McGill Fellows named for 2026

Headshots of the 2026 McGill Fellows arranged in a collage.
The 2026 McGill Fellows include (top row, from left): Allison Mawn (AB '25), Ashtin Barker (AB '25), Courtney Craft, Demi Gilstrap, Emily Laycock, Felix Scheyer (AB '25), Helen Slawson, (second row, from left): Jamal Affo, Laney Spevacek, Mia Tanner, Mollie Beth Johnson, Nathan Valles and Ziggy Moon. (Photos/courtesy of Felix Scheyer)

McGill Fellows named for 2026

April 21, 2026

Thirteen students have been named 2026 McGill Fellows by the Grady College of Journalism and Mass Communication. This year’s class includes 10 undergraduate students and three graduate students.

Each student was selected by a faculty committee for their strengths in academics, practical experience and leadership. 

The 2026 McGill Fellows are:

  • Jamal Affo, advertising, Atlanta, Georgia
  • Ashtin Barker (AB ’25), graduate student, Lilburn, Georgia
  • Courtney Craft, political science and journalism, Dunwoody, Georgia
  • Demi Gilstrap, journalism major and communication studies minor, Grayson, Georgia
  • Mollie Beth Johnson, journalism, Box Springs, Georgia 
  • Emily Laycock, journalism major and international affairs minor, Dacula, Georgia
  • Allison Mawn (AB ’25), graduate student, Marietta, Georgia
  • Ziggy Moon, journalism, Conyers, Georgia
  • Felix Scheyer (AB ’25), graduate student, Augusta, Georgia
  • Helen Slawson, journalism major, law, ethics and philosophy, Atlanta, Georgia
  • Laney Spevacek, journalism and theatre, ASL minor, Lilburn Georgia
  • Mia Tanner, journalism and English minor, Cumming, Georgia
  • Nathan Valles, journalism major and sports management minor, Woodstock, Georgia

The McGill Fellows were responsible for researching nominees and selecting the recipient of the 2026 McGill Medal for Journalistic Courage. Tamir Kalifa, this year’s recipient, was announced last week. Kalifa is a Berlin-based visual journalist, writer and musician with 15 years of global experience. 

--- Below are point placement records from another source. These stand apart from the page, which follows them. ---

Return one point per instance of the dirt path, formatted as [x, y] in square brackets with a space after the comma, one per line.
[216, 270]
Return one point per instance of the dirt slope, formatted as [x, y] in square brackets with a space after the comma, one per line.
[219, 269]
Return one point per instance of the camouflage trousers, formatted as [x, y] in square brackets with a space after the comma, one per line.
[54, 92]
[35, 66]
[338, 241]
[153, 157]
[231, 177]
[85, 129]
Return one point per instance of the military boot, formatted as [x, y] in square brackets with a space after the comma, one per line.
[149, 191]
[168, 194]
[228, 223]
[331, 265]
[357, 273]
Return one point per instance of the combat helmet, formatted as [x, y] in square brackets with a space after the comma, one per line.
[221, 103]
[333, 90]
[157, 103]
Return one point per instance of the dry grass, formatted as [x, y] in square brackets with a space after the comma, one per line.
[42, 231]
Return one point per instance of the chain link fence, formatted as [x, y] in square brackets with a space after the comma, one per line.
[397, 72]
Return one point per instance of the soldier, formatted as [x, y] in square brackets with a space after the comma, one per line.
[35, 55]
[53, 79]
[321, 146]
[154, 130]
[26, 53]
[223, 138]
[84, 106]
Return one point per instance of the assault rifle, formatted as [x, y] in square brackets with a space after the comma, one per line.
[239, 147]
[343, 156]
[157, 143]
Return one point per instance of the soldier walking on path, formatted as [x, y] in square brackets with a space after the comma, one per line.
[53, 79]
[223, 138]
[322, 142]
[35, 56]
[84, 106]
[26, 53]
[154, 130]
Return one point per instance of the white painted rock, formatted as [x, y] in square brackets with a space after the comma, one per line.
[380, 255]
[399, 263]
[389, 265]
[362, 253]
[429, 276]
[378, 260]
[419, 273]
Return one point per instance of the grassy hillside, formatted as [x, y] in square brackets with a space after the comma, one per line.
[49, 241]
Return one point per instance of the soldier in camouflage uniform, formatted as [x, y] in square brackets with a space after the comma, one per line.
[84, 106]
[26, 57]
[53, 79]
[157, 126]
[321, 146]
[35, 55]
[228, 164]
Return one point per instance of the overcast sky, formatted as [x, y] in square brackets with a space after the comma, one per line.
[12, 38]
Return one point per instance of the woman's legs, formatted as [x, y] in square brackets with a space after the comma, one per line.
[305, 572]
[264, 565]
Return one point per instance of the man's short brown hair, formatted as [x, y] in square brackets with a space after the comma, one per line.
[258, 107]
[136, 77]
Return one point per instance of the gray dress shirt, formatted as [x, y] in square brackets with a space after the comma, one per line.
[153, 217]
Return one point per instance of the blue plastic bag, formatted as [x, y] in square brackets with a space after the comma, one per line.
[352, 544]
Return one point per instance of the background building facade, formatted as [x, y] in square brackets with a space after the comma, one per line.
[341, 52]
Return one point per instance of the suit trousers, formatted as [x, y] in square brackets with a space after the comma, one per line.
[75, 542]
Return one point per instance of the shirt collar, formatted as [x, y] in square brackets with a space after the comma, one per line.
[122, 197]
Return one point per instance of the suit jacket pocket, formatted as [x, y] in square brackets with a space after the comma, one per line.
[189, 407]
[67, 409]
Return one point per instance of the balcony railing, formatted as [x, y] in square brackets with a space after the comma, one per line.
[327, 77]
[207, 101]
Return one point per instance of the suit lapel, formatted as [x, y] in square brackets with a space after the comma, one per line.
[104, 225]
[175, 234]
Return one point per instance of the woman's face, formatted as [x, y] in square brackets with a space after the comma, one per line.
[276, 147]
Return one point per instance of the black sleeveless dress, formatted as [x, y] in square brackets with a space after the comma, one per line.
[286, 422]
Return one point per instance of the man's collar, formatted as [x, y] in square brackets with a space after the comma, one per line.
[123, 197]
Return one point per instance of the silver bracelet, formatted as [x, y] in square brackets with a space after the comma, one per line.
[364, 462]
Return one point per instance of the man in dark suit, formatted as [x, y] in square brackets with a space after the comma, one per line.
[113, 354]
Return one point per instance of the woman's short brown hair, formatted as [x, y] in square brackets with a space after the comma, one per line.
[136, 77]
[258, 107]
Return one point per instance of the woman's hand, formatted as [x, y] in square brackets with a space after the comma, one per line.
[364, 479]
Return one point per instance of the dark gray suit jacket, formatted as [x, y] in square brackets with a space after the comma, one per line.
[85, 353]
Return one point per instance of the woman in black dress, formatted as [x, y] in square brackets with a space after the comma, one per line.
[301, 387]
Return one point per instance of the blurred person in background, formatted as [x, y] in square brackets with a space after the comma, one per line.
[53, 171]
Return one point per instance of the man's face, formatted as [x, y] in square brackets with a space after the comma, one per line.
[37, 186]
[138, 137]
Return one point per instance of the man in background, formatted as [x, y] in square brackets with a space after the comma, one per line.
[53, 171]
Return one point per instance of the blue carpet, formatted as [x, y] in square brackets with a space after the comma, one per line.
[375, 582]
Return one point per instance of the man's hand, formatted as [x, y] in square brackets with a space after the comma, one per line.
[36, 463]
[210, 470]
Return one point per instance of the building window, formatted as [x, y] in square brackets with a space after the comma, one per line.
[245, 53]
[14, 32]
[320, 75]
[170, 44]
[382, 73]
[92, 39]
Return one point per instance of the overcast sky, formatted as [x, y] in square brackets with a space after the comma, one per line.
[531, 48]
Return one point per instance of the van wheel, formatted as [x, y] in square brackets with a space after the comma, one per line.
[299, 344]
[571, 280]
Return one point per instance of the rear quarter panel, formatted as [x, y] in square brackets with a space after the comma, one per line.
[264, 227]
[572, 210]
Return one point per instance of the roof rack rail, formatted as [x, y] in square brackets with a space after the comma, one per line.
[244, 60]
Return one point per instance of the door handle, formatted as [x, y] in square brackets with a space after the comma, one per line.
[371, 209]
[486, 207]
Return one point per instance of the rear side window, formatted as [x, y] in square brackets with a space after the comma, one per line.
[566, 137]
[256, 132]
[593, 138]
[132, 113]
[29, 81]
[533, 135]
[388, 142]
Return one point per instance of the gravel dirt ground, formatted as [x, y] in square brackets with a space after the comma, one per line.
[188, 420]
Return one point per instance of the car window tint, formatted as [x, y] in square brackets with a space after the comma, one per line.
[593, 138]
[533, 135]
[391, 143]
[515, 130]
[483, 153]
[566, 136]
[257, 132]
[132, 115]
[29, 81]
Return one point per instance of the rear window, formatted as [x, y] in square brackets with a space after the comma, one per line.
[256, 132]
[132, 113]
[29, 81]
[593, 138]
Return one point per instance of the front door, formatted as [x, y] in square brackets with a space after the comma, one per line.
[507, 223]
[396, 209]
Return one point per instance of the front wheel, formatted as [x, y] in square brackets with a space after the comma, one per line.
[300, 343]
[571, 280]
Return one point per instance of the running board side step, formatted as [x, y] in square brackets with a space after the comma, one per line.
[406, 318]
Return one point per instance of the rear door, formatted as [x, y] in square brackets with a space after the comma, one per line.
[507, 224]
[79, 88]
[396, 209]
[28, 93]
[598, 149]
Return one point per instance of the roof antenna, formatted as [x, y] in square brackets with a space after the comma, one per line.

The McGill Fellows and Andrea Bruce, Knight Chair in Visual Journalism and director of the McGill program, will participate in the McGill Fellows Symposium and present the McGill Medal on April 24, at 11 a.m. in Studio 100 in Grady College. The event brings together students, faculty and leading journalists to consider what journalistic courage means and how it is exemplified by reporters and editors.

For this year’s McGill Symposium, Kalifa will deliver a lecture, accept the medal and the fellows will be recognized. Felix Scheyer (AB ’25), a master’s student and the McGill Fellow who nominated Kalifa, will moderate a Q&A with Kalifa and a presentation of his work following his lecture.

This is the seventeenth McGill Fellows class since the honor was introduced in 2007. 

The McGill program for journalistic courage grew out of the McGill Lecture which, for more than 40 years, has brought significant figures in journalism to the University of Georgia to help honor Ralph McGill’s courage as an editor. 

McGill, while editor and publisher of The Atlanta Constitution, was regarded as the “conscience of the south,” using the newspaper’s editorial pages to challenge segregation in the 1950s and 1960s. McGill was awarded a Pulitzer Prize in 1958 for “long, courageous and effective leadership.” 

The McGill program is funded in part by the McGill Lecture Endowment.